Au scénario, on retrouve le scénariste notamment de Claude Sautet, Jacques Fieschi, qui collabore pour la huitième fois avec Nicole Garcia et dont on reconnaît aussi l’écriture ciselée et l’habileté à déshabiller les âmes et à éclairer leurs tourments, et la construction scénaristique parfaite qui sait faire aller crescendo l’émotion sans non plus jamais la forcer. La réalisatrice et son coscénariste ont ainsi accompli un remarquable travail d’adaptation, notamment en plantant l’histoire dans la France des années 50 heurtée par les désirs comme elle préférait ignorer les stigmates laissées par les guerres. Au fond, ce sont trois personnages blessés, trois fauves fascinants et égarés.

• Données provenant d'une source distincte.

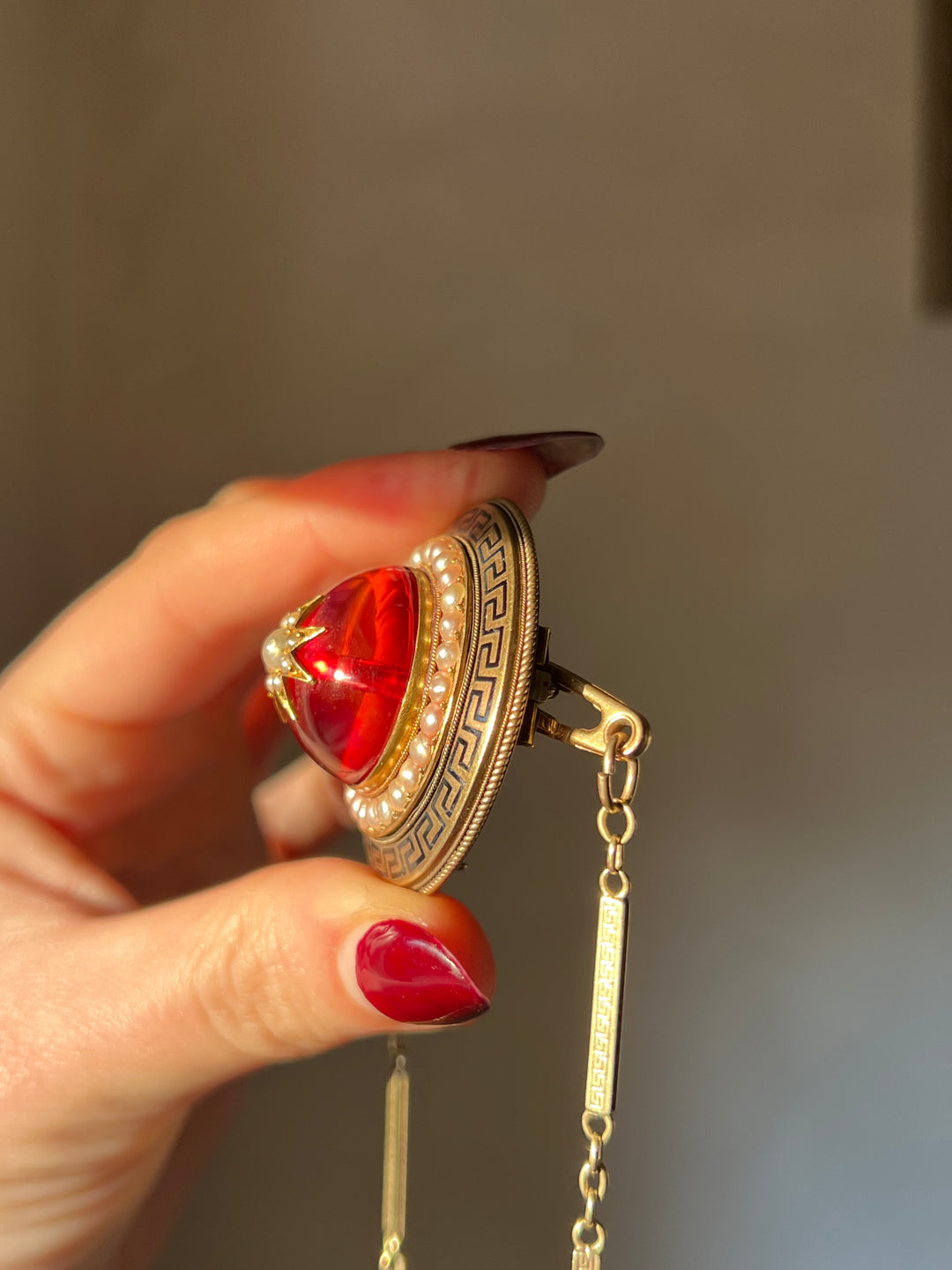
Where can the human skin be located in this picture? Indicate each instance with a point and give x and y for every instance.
(150, 954)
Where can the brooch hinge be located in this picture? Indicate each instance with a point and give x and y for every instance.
(548, 680)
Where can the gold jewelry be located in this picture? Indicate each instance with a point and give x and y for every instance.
(423, 750)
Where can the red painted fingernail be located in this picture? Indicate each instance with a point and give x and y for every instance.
(559, 451)
(409, 975)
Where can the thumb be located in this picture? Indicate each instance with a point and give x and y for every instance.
(290, 960)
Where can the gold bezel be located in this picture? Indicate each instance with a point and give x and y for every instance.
(490, 700)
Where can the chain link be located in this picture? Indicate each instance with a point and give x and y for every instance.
(588, 1232)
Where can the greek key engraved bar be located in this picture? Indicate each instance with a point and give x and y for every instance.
(584, 1259)
(607, 1005)
(395, 1142)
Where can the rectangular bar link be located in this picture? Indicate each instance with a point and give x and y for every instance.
(397, 1122)
(607, 1005)
(585, 1259)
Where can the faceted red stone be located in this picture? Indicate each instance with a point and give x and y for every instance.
(361, 669)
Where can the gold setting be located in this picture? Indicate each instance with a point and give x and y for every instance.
(495, 669)
(279, 657)
(493, 678)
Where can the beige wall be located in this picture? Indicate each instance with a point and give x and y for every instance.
(268, 235)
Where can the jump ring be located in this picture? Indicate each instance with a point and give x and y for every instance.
(629, 823)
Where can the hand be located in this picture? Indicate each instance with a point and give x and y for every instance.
(143, 963)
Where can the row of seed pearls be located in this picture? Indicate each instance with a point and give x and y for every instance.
(380, 813)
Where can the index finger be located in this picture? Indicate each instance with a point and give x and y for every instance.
(111, 705)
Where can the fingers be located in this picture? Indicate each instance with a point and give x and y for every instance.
(286, 961)
(299, 810)
(115, 703)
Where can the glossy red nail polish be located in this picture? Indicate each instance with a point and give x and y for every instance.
(409, 975)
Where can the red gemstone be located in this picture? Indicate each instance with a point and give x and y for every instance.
(361, 669)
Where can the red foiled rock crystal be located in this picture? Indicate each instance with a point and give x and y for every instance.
(361, 669)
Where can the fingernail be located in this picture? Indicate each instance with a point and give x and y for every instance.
(409, 975)
(559, 451)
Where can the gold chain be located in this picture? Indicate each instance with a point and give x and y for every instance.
(597, 1124)
(395, 1138)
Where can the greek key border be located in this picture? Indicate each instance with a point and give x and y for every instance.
(494, 690)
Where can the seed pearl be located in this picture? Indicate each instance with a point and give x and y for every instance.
(443, 559)
(452, 597)
(432, 721)
(439, 687)
(409, 778)
(447, 655)
(450, 624)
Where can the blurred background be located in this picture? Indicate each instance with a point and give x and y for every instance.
(257, 238)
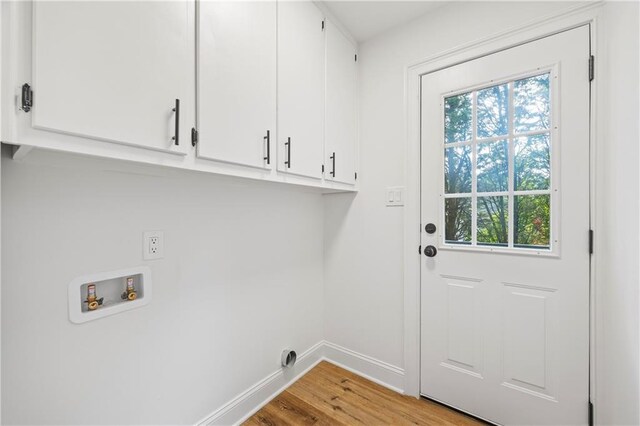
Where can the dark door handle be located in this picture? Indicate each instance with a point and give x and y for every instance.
(268, 140)
(430, 251)
(288, 145)
(176, 137)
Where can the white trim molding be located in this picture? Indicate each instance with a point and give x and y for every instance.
(247, 403)
(572, 17)
(377, 371)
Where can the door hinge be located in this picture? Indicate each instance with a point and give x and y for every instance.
(194, 136)
(27, 98)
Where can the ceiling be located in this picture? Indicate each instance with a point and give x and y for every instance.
(366, 19)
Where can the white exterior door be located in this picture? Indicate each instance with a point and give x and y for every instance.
(505, 181)
(114, 71)
(300, 88)
(237, 82)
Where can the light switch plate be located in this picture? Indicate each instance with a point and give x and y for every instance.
(152, 245)
(394, 196)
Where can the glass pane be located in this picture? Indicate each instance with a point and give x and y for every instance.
(493, 166)
(457, 217)
(493, 111)
(532, 163)
(531, 220)
(531, 104)
(457, 118)
(493, 220)
(457, 169)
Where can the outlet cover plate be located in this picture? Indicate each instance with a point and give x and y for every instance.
(152, 245)
(394, 196)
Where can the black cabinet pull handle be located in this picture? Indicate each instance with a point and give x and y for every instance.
(176, 137)
(268, 140)
(333, 165)
(288, 145)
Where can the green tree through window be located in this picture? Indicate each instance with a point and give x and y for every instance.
(497, 165)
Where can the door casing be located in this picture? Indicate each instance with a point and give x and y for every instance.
(570, 18)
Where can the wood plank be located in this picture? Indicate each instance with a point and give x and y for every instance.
(330, 395)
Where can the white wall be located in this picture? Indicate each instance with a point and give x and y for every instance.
(363, 238)
(240, 281)
(617, 243)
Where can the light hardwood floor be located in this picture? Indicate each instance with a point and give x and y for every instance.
(330, 395)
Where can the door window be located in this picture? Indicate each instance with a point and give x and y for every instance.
(497, 165)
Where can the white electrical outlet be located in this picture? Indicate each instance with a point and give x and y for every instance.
(152, 245)
(395, 196)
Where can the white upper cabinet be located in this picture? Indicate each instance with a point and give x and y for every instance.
(113, 71)
(300, 88)
(341, 114)
(237, 82)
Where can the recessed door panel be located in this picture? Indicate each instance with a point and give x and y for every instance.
(505, 154)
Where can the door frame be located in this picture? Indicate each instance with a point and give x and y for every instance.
(572, 17)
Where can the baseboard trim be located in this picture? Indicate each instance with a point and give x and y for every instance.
(257, 396)
(377, 371)
(248, 402)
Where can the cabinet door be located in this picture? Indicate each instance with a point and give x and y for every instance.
(341, 116)
(300, 88)
(237, 81)
(113, 70)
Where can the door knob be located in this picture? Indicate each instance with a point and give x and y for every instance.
(430, 251)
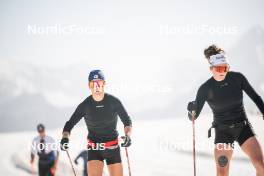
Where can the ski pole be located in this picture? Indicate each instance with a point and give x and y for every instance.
(73, 170)
(194, 152)
(128, 163)
(32, 169)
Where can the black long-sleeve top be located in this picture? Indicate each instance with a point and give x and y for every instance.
(100, 118)
(225, 98)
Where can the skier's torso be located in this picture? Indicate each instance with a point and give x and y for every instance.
(101, 118)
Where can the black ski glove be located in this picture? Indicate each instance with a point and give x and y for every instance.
(192, 107)
(127, 141)
(64, 144)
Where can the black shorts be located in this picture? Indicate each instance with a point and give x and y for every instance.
(111, 156)
(230, 135)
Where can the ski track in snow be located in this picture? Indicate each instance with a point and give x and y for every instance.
(149, 154)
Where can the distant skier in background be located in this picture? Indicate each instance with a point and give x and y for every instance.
(84, 156)
(224, 94)
(100, 112)
(45, 147)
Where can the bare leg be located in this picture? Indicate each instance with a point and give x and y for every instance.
(95, 168)
(115, 169)
(253, 149)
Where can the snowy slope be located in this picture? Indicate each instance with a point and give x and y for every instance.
(160, 148)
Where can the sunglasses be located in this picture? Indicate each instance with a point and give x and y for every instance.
(221, 69)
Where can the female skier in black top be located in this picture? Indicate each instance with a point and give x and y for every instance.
(224, 94)
(100, 111)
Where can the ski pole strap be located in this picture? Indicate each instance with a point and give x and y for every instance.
(225, 126)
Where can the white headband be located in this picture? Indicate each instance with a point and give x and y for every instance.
(218, 59)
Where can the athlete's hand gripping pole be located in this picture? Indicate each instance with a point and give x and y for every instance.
(73, 170)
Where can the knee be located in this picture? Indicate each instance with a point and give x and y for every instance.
(222, 166)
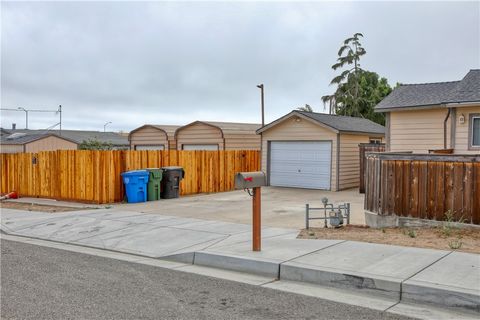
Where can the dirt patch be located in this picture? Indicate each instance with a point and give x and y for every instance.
(444, 238)
(36, 207)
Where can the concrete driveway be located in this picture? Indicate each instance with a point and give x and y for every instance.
(281, 207)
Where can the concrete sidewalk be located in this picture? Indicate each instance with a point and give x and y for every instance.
(443, 278)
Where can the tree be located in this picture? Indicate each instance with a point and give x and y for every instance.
(358, 90)
(307, 108)
(94, 144)
(348, 81)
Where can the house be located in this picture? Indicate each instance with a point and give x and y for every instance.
(428, 117)
(315, 150)
(117, 141)
(153, 137)
(22, 142)
(209, 135)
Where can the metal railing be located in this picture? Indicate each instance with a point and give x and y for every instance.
(336, 215)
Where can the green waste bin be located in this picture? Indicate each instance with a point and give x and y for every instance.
(154, 184)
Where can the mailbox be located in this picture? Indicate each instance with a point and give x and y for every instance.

Une nouvelle fois, Nicole Garcia se penche sur les méandres de la mémoire et la complexité de l’identité comme dans le sublime « Un balcon sur la mer ». Nicole Garcia est une des rares à savoir raconter des « histoires simples » qui révèlent subtilement la complexité des « choses de la vie ».
Rarement un film aura aussi bien saisi la force créatrice et ardente des sentiments, les affres de l’illusion amoureuse et de la quête d’absolu. Un film qui sublime les pouvoirs magiques et terribles de l’imaginaire qui portent et dévorent, comme un hommage au cinéma. Un grand film romantique et romanesque comme il y en a désormais si peu. Dans ce rôle incandescent, Marion Cotillard, une fois de plus, est époustouflante, et la caméra délicate et sensuelle de Nicole Garcia a su mieux que nulle autre transcender la beauté âpre de cette femme libre qu’elle incarne, intensément et follement vibrante de vie.
La Barcarolle de juin de Tchaïkovsky et ce plan à la John Ford qui, de la grange où se cache Gabrielle, dans l’ombre, ouvre sur l’horizon, la lumière, l’imaginaire, parmi tant d’autres images, nous accompagnent bien longtemps après le film. Un plan qui ouvre sur un horizon d’espoirs à l’image de ces derniers mots où la pierre, alors, ne symbolise plus un mal mais un avenir rayonnant, accompagné d’ un regard qui, enfin, se pose et se porte au bon endroit. Un très grand film d’amour(s). A voir absolument.